In the context of the ongoing pandemic, Xu et al. [15] were among the first who thought that tocilizumab could have a possible beneficial effect on CRS provoked by SARS-CoV-2. In February 2020, they treated 21 patients affected by severe or critical COVID-19 with tocilizumab. Oxygen supplementation was reduced in 75% of patients and CT images improved in 90.5% [15].

Published data from China regarding the safety profile of tocilizumab in COVID-19 did not report any serious adverse events, in particular neither infections nor neutropenia [15], whereas Italian publications have reported a possible increased risk of superimposed infections and candidemia [27, 28].

Several clinical trials are currently evaluating the efficacy and safety of tocilizumab in SARS-CoV-2 pneumonia [29-33]. Preliminary results from an Italian study [33] are encouraging, but not definitive, in terms of reductions in mortality. No new adverse events were reported [33].

Black people are known to have lower ANCs and a higher prevalence of neutropenia than other ethnicities [34]. Data from > 25,000 people participating in a US National Health and Nutritional Examination Survey from 1999 to 2004 showed that 4.50% of Black participants had neutropenia, whereas this was seen in only 0.79% of White participants, and 0.38% of Mexican American participants [34]. Etiology of neutropenia in Black people has in part been discovered, as genetic polymorphisms have been found in association to lower neutrophil counts in the so-called benign ethnic neutropenia (BEN). Reports about the natural history of BEN in adults are actually lacking. Only one recent prospective analysis of 46 participants of African ancestry having different grades of BEN, showed normal rates of common infections; however, grade 4 neutropenia was rarely represented [35].

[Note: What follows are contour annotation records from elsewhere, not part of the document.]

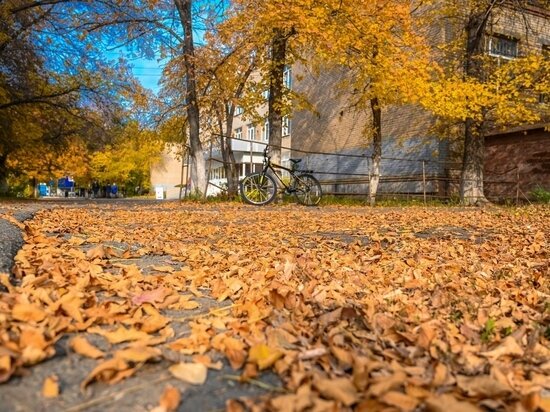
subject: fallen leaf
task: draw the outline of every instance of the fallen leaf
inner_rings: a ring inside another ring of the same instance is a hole
[[[148,346],[138,346],[121,349],[115,352],[114,357],[124,359],[127,362],[147,362],[160,357],[161,351]]]
[[[495,398],[511,392],[508,386],[503,385],[489,375],[456,377],[457,385],[468,396]]]
[[[170,366],[169,371],[179,380],[191,385],[202,385],[208,376],[208,369],[202,363],[178,363]]]
[[[248,361],[254,362],[260,370],[269,368],[282,356],[283,352],[270,348],[264,343],[252,346],[248,351]]]
[[[80,388],[84,390],[93,381],[103,381],[103,382],[118,382],[121,379],[121,376],[125,377],[126,375],[123,372],[129,369],[128,364],[124,359],[121,358],[112,358],[108,359],[99,365],[97,365],[94,370],[84,379],[80,384]]]
[[[42,385],[44,398],[56,398],[59,396],[59,379],[55,375],[48,376]]]
[[[324,397],[342,402],[345,406],[351,406],[359,399],[355,386],[348,378],[317,379],[314,385]]]
[[[181,403],[181,393],[177,388],[168,385],[160,397],[159,406],[151,412],[175,412]]]
[[[165,287],[160,287],[153,290],[147,290],[140,295],[132,297],[132,304],[142,305],[144,303],[160,303],[166,299],[166,296],[171,295],[173,292]]]
[[[69,347],[79,355],[87,358],[98,359],[105,356],[105,353],[88,342],[88,340],[83,336],[75,336],[72,338],[69,341]]]
[[[139,331],[134,328],[126,329],[124,326],[119,326],[115,331],[108,331],[99,327],[88,328],[88,332],[95,333],[105,337],[110,343],[122,343],[134,340],[148,340],[151,337],[149,334]]]
[[[480,352],[480,355],[497,360],[501,356],[523,356],[523,349],[512,336],[508,336],[495,349],[488,352]]]
[[[428,412],[482,412],[470,402],[459,401],[452,395],[432,396],[426,399]]]
[[[404,372],[398,371],[391,376],[377,378],[376,383],[371,383],[368,388],[368,394],[374,397],[379,397],[390,389],[394,389],[405,383],[406,375]]]
[[[46,317],[46,312],[30,303],[17,303],[11,311],[11,315],[15,320],[21,322],[40,322]]]
[[[414,411],[419,404],[419,401],[412,396],[405,395],[401,392],[390,391],[386,392],[380,400],[390,406],[395,406],[401,411]]]

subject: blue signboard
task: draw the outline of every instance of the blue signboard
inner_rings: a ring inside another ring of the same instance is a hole
[[[62,190],[72,190],[74,189],[74,180],[70,177],[62,177],[57,180],[57,187]]]
[[[46,183],[38,184],[38,195],[39,196],[48,196],[48,186]]]

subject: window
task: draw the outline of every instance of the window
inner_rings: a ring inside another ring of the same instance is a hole
[[[489,37],[489,55],[514,59],[518,57],[518,43],[518,39],[512,37],[492,35]]]
[[[266,120],[264,123],[264,130],[262,130],[262,139],[264,142],[269,140],[269,121]]]
[[[289,136],[290,135],[290,119],[288,118],[288,116],[285,116],[283,117],[283,130],[282,130],[282,134],[283,136]]]
[[[235,139],[242,139],[243,138],[243,128],[242,127],[239,127],[237,129],[235,129],[234,137],[235,137]]]
[[[287,89],[292,89],[292,69],[288,66],[283,72],[283,84]]]
[[[247,130],[247,137],[248,137],[248,140],[255,140],[256,139],[256,128],[249,124],[247,126],[248,130]]]

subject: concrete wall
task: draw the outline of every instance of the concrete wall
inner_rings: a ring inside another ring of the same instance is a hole
[[[550,132],[544,128],[485,139],[485,192],[489,198],[520,198],[536,187],[550,191]],[[518,185],[519,179],[519,185]]]
[[[167,147],[162,154],[161,161],[151,168],[151,187],[162,187],[167,199],[177,199],[180,189],[177,185],[181,182],[182,159],[179,155],[181,148],[178,146]],[[186,176],[184,167],[184,179]],[[184,182],[185,184],[185,182]]]

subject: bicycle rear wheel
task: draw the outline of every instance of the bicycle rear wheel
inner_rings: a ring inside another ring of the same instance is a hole
[[[323,196],[321,184],[312,175],[303,174],[296,176],[294,181],[294,196],[296,200],[306,206],[318,205]]]
[[[277,184],[269,175],[252,173],[241,181],[241,197],[248,204],[267,205],[276,195]]]

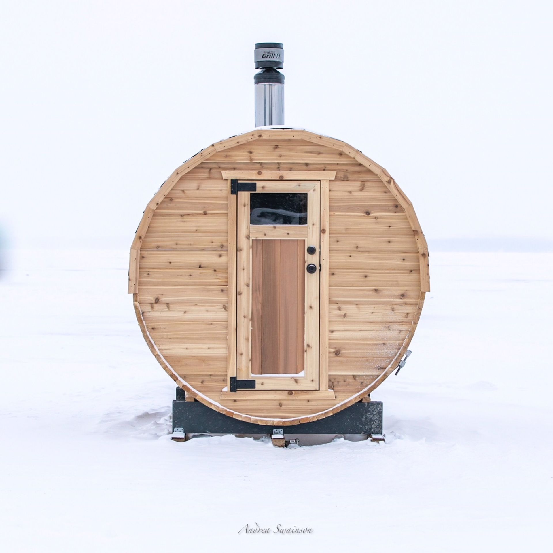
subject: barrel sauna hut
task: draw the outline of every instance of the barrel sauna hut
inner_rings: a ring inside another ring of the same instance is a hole
[[[283,58],[281,44],[256,45],[255,130],[202,150],[148,204],[128,291],[182,403],[287,426],[371,403],[430,287],[424,236],[390,174],[284,127]]]

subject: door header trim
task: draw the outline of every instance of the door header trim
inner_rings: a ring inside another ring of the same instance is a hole
[[[223,178],[258,180],[334,180],[336,171],[221,171]]]

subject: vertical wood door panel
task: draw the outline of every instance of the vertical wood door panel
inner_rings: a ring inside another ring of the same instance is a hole
[[[305,248],[305,240],[253,241],[253,374],[304,370]]]
[[[265,194],[283,187],[258,182]],[[255,192],[238,194],[236,374],[254,378],[256,390],[319,389],[319,275],[306,269],[308,263],[318,269],[320,262],[320,183],[306,182],[302,191],[307,196],[306,225],[260,223],[260,211],[291,216],[291,208],[281,213],[270,198],[254,210],[252,224]],[[307,253],[308,246],[315,247],[315,254]]]

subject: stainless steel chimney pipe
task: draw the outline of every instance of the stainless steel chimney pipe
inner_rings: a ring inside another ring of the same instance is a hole
[[[284,67],[284,50],[279,42],[255,45],[255,126],[284,124],[284,76],[277,70]]]

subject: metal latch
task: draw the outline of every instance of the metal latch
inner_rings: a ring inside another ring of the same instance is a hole
[[[402,359],[400,362],[399,364],[398,365],[398,370],[395,372],[395,374],[397,375],[398,373],[401,370],[401,368],[405,366],[405,361],[407,361],[407,358],[413,353],[410,349],[408,349],[405,353],[405,356]]]
[[[231,180],[231,194],[237,194],[239,192],[257,192],[257,182],[239,182],[237,179]]]
[[[239,380],[236,377],[231,377],[229,390],[236,392],[237,390],[253,390],[255,387],[255,380]]]

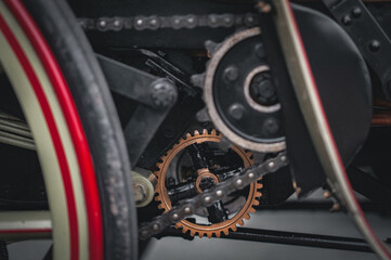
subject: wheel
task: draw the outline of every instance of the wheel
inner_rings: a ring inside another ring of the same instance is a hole
[[[50,208],[0,211],[0,240],[51,235],[54,259],[135,259],[122,132],[67,4],[1,1],[0,63],[31,131]]]

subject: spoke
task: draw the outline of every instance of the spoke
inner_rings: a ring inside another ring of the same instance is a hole
[[[0,212],[0,240],[41,239],[51,235],[49,210]]]
[[[0,142],[27,150],[36,150],[26,122],[0,112]]]
[[[224,204],[220,200],[208,207],[208,220],[211,223],[220,223],[229,219]]]
[[[197,195],[197,190],[193,182],[182,182],[178,185],[172,185],[168,190],[171,203],[177,204],[179,200],[191,198]]]
[[[200,150],[200,147],[197,143],[188,145],[186,147],[186,151],[192,159],[193,168],[195,171],[197,171],[199,169],[208,168],[208,164],[207,164],[206,157],[204,155],[204,152]]]

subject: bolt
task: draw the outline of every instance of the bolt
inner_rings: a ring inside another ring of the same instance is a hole
[[[270,117],[263,122],[263,131],[268,134],[276,134],[279,130],[279,123],[274,117]]]
[[[136,204],[142,204],[146,198],[146,188],[142,183],[133,183],[134,199]]]
[[[155,223],[155,224],[152,225],[152,229],[153,229],[154,231],[159,231],[160,225],[159,225],[158,223]]]
[[[352,23],[352,18],[350,17],[349,14],[347,14],[347,15],[344,15],[344,16],[342,17],[342,24],[343,24],[343,25],[350,25],[351,23]]]
[[[325,198],[329,198],[329,197],[331,197],[331,193],[330,193],[329,191],[325,191],[325,192],[323,193],[323,196],[324,196]]]
[[[250,96],[260,105],[273,105],[277,102],[277,91],[269,73],[259,73],[251,79]]]
[[[354,8],[352,10],[352,15],[353,15],[354,18],[359,18],[362,13],[363,13],[363,11],[361,10],[361,8]]]
[[[105,28],[106,25],[107,25],[107,23],[106,23],[106,21],[102,20],[102,21],[99,22],[99,25],[100,25],[102,28]]]
[[[152,83],[151,99],[155,106],[167,107],[177,101],[177,89],[165,79]]]
[[[259,1],[256,8],[258,8],[258,10],[262,13],[269,13],[270,11],[272,11],[272,5],[264,1]]]
[[[230,106],[229,113],[234,119],[239,120],[245,113],[245,107],[238,103],[234,103]]]
[[[330,208],[330,212],[338,212],[340,210],[341,210],[341,205],[339,205],[338,203],[335,203]]]
[[[372,40],[369,43],[369,50],[372,52],[377,52],[380,49],[380,42],[378,40]]]
[[[173,213],[172,214],[172,220],[178,220],[179,219],[179,214],[178,213]]]
[[[236,66],[232,65],[224,69],[223,77],[225,81],[233,82],[239,77],[239,72]]]
[[[165,130],[162,130],[162,133],[165,134],[166,138],[172,138],[173,136],[173,132],[169,128],[165,128]]]
[[[139,25],[139,26],[141,26],[141,25],[143,25],[143,20],[141,20],[141,18],[138,18],[136,21],[135,21],[135,24],[136,25]]]
[[[115,20],[113,24],[115,27],[119,27],[121,25],[119,20]]]
[[[263,48],[263,44],[262,44],[262,43],[256,44],[256,47],[255,47],[253,50],[255,50],[255,52],[256,52],[256,54],[257,54],[258,57],[263,58],[263,57],[266,56],[266,53],[265,53],[265,51],[264,51],[264,48]]]
[[[152,20],[149,21],[149,24],[155,27],[155,26],[157,25],[157,20],[156,20],[156,18],[152,18]]]
[[[192,209],[191,209],[190,207],[185,207],[185,208],[184,208],[184,212],[188,214],[188,213],[192,212]]]
[[[141,236],[146,237],[148,235],[148,232],[146,230],[141,231]]]

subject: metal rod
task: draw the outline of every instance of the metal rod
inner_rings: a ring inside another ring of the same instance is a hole
[[[165,236],[177,236],[183,237],[185,239],[193,239],[193,237],[191,237],[188,234],[183,234],[181,230],[177,230],[174,227],[167,229],[165,232],[156,236],[156,238],[161,238]],[[339,249],[348,251],[374,252],[363,238],[286,231],[237,227],[236,232],[231,232],[229,235],[222,235],[221,238]]]
[[[8,132],[1,131],[1,130],[0,130],[0,142],[10,144],[10,145],[14,145],[14,146],[18,146],[22,148],[27,148],[27,150],[32,150],[32,151],[36,150],[36,145],[31,139],[23,138],[23,136],[13,134],[13,133],[8,133]]]

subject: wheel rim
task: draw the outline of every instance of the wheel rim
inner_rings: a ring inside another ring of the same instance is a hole
[[[0,2],[0,61],[36,141],[51,209],[53,257],[102,259],[97,186],[71,95],[24,6],[5,3]]]

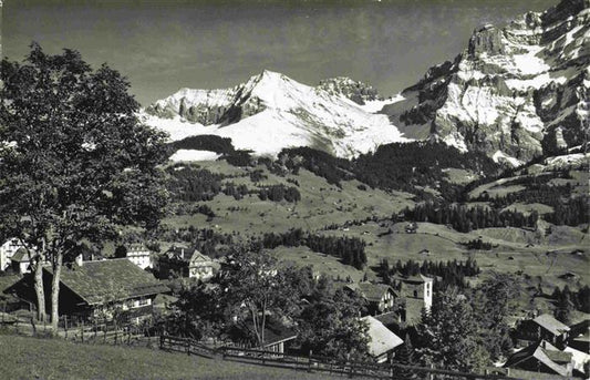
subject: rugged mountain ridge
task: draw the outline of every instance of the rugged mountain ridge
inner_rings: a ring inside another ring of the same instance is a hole
[[[477,29],[385,106],[402,132],[517,165],[588,140],[590,1],[563,0],[504,28]]]
[[[354,81],[348,76],[329,78],[320,81],[319,89],[331,94],[341,94],[356,104],[365,105],[366,102],[382,101],[379,92],[363,82]]]
[[[182,89],[148,106],[142,117],[169,132],[175,141],[213,134],[230,137],[235,147],[256,154],[277,155],[284,147],[310,146],[350,158],[405,141],[387,116],[346,97],[356,92],[344,91],[341,83],[361,89],[358,93],[372,103],[376,94],[362,90],[368,86],[343,80],[331,83],[329,89],[313,88],[263,71],[231,89]]]

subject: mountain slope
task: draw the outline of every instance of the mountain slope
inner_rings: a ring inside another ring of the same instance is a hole
[[[441,138],[517,165],[588,137],[590,1],[563,0],[485,25],[383,112],[406,136]]]
[[[188,90],[157,101],[142,115],[172,140],[213,134],[236,148],[277,155],[311,146],[353,157],[379,145],[405,141],[385,115],[373,114],[339,92],[265,71],[227,90]]]

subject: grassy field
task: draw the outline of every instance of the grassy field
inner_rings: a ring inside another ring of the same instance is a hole
[[[417,261],[466,260],[470,257],[477,260],[483,270],[478,278],[473,279],[474,284],[489,276],[491,271],[516,274],[522,278],[525,286],[535,288],[541,284],[548,291],[552,291],[555,286],[562,287],[566,284],[570,288],[589,284],[588,239],[590,237],[588,230],[584,229],[586,226],[551,226],[540,220],[537,230],[506,227],[483,228],[464,234],[444,225],[420,223],[417,234],[406,234],[405,223],[393,224],[389,220],[392,214],[414,205],[411,194],[363,189],[358,181],[344,181],[339,188],[306,170],[301,170],[298,175],[289,174],[282,177],[270,173],[265,166],[238,168],[222,161],[201,163],[201,165],[214,173],[231,176],[225,179],[226,183],[245,184],[250,189],[275,184],[296,186],[293,182],[297,182],[301,201],[297,204],[276,203],[260,201],[257,195],[236,201],[231,196],[220,194],[213,201],[199,203],[208,205],[215,212],[217,216],[213,220],[208,222],[206,216],[200,214],[183,215],[165,219],[166,225],[173,228],[188,226],[213,228],[219,233],[230,233],[241,237],[302,228],[323,235],[359,237],[366,242],[368,266],[363,270],[342,265],[334,257],[313,253],[306,247],[279,247],[272,250],[272,254],[284,263],[298,266],[311,265],[315,271],[334,279],[351,277],[360,280],[365,276],[374,278],[373,269],[384,258],[390,263],[395,263],[407,259]],[[260,183],[252,183],[248,172],[253,170],[261,170],[267,178]],[[553,184],[570,183],[575,189],[586,185],[587,174],[571,171],[570,175],[573,179],[551,179],[550,173],[544,173],[542,178],[552,181]],[[466,173],[452,170],[448,171],[447,176],[459,183],[462,178],[465,178]],[[524,185],[517,184],[522,176],[520,174],[484,184],[469,195],[473,198],[483,192],[487,192],[489,196],[519,192],[525,188]],[[470,206],[489,207],[489,203],[472,202]],[[537,210],[541,215],[552,212],[551,207],[538,203],[515,203],[506,209],[517,209],[525,214]],[[363,222],[360,225],[344,227],[346,222],[373,217],[379,222]],[[339,227],[323,229],[328,225]],[[491,243],[494,248],[469,250],[462,244],[478,238]],[[166,243],[162,246],[165,247]],[[583,250],[583,253],[572,254],[576,250]],[[573,273],[576,277],[561,278],[568,271]]]
[[[289,369],[211,360],[147,348],[91,346],[0,335],[0,378],[12,379],[332,379]]]
[[[227,165],[227,164],[226,164]],[[226,175],[236,174],[236,167],[226,167],[222,163],[206,166],[207,170]],[[262,170],[263,166],[257,167]],[[221,233],[239,232],[241,235],[255,235],[267,232],[286,232],[290,228],[317,230],[329,224],[343,224],[346,220],[365,219],[368,217],[390,217],[393,213],[412,206],[412,195],[402,192],[385,193],[379,189],[359,189],[358,181],[342,183],[342,188],[329,184],[306,170],[299,175],[277,176],[263,170],[268,176],[256,186],[283,184],[294,186],[287,182],[288,178],[297,179],[300,186],[301,201],[297,204],[288,202],[260,201],[257,195],[246,196],[236,201],[231,196],[217,195],[213,201],[200,202],[208,205],[217,215],[207,222],[204,215],[174,216],[164,220],[165,225],[173,228],[189,225],[199,228],[215,228]],[[249,177],[225,179],[236,185],[246,184],[255,189],[255,184]],[[239,212],[236,212],[239,209]]]

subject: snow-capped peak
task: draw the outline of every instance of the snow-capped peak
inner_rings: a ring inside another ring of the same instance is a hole
[[[387,116],[368,112],[340,93],[268,70],[232,89],[182,89],[145,113],[148,124],[169,132],[173,140],[215,134],[257,154],[312,146],[352,157],[406,141]]]

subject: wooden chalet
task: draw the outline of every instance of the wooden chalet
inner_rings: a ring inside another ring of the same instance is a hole
[[[349,291],[356,291],[369,304],[369,314],[372,316],[397,311],[395,300],[398,298],[393,288],[385,284],[359,283],[344,287]]]
[[[361,318],[361,320],[369,326],[369,355],[380,363],[393,358],[395,348],[404,343],[403,339],[387,329],[385,325],[376,318],[366,316]]]
[[[53,273],[44,267],[45,289]],[[126,258],[64,266],[60,276],[60,315],[138,323],[152,318],[153,300],[169,288]],[[46,291],[46,305],[50,294]]]
[[[544,314],[535,319],[520,322],[517,327],[517,337],[526,341],[545,340],[552,346],[563,348],[569,339],[570,328],[553,316]]]
[[[159,256],[159,278],[174,276],[207,280],[219,270],[219,263],[211,260],[195,248],[173,246]]]
[[[563,352],[545,340],[513,353],[504,367],[560,377],[571,377],[573,372],[571,353]]]

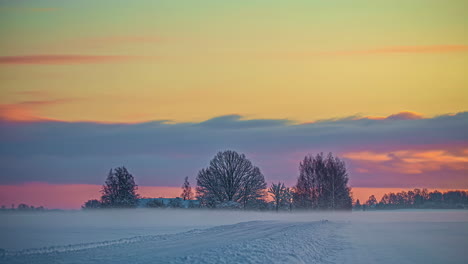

In our experience of the use of tocilizumab in five patients with COVID-19, two patients, both Black Africans, developed neutropenia. We have presented the case of one of these patients, whose neutropenia was severe and prolonged. Although a causal relation cannot be demonstrated from the observation of a single case, we believe that a concomitant genetic factor (as stated for BEN) could have enhanced the neutropenic effect of tocilizumab in this patient.

Take home messages

Neutropenia is one of the most frequent laboratory changes following administration of tocilizumab.

Patients receiving tocilizumab who develop neutropenia need to be followed-up and screened for secondary infections.

Black patients are more likely to have lower neutrophil counts than patients of other ethnicities due to a genetic predisposition.

A concomitant genetic factor could enhance the neutropenic effect of tocilizumab.